A search of the home’s previous occupants dating back to the first in 1914 provides a few possibilities, including two who worked for the Department of Militia and Defence in the early 20th century.
Then there was Andrew Imlach, who owned the home at 48 Powell Ave. from 1920 until his death in 1937. Imlach was president of Ottawa’s Victoria Foundry, but there’s evidence that as a young man he also served in a local militia unit.
When Imlach died, his funeral service was held at the home and was attended by many of Ottawa’s most prominent citizens. Could the sword have been buried as part of some funereal rite for a former military man?
CBC News reached out to living relatives of several previous owners of the property, but none who responded knew anything about the mystery.
Sentimental value
The Sigouins know they may never have all the answers, but they do have the sword — and they intend to keep it.

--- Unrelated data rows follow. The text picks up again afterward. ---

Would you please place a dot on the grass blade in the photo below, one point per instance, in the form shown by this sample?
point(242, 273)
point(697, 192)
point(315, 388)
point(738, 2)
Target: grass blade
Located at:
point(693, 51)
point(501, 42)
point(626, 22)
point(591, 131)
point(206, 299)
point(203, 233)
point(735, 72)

An online search revealed that, despite their contractor’s initial reaction, such an artifact is worth “a few thousand dollars” at best, even in pristine condition, Renee Sigouin said. Most sell for far less.
“It doesn’t really have any value. It’s got more sentimental value, more significance to the house than it would as an object for sale,” she said.
With the gradual lifting of pandemic restrictions, the Sigouins are hoping to find a professional who can clean the object, though Fernberg said it’s likely too far gone for a complete restoration.
“You can’t go back, the damage is done. It can be cleaned up a bit … but yeah, it’s rough,” he said.
Eventually, the Sigouins plan to mount the sword behind glass, perhaps on some old boards that were also salvaged during the renovation, and display it in their home.
At the same time, they’re prepared for the faint possibility that someone could come forward and make a claim.
“It has meaning to us because it was found at the house as part of our whole experience with the renovation and everything, but obviously if it’s someone’s great-grandfather’s, I’m not going to say no, you can’t have that,” Renee Sigouin said.
“I’d be OK with that, as long as they could prove it,” Brad Sigouin agreed.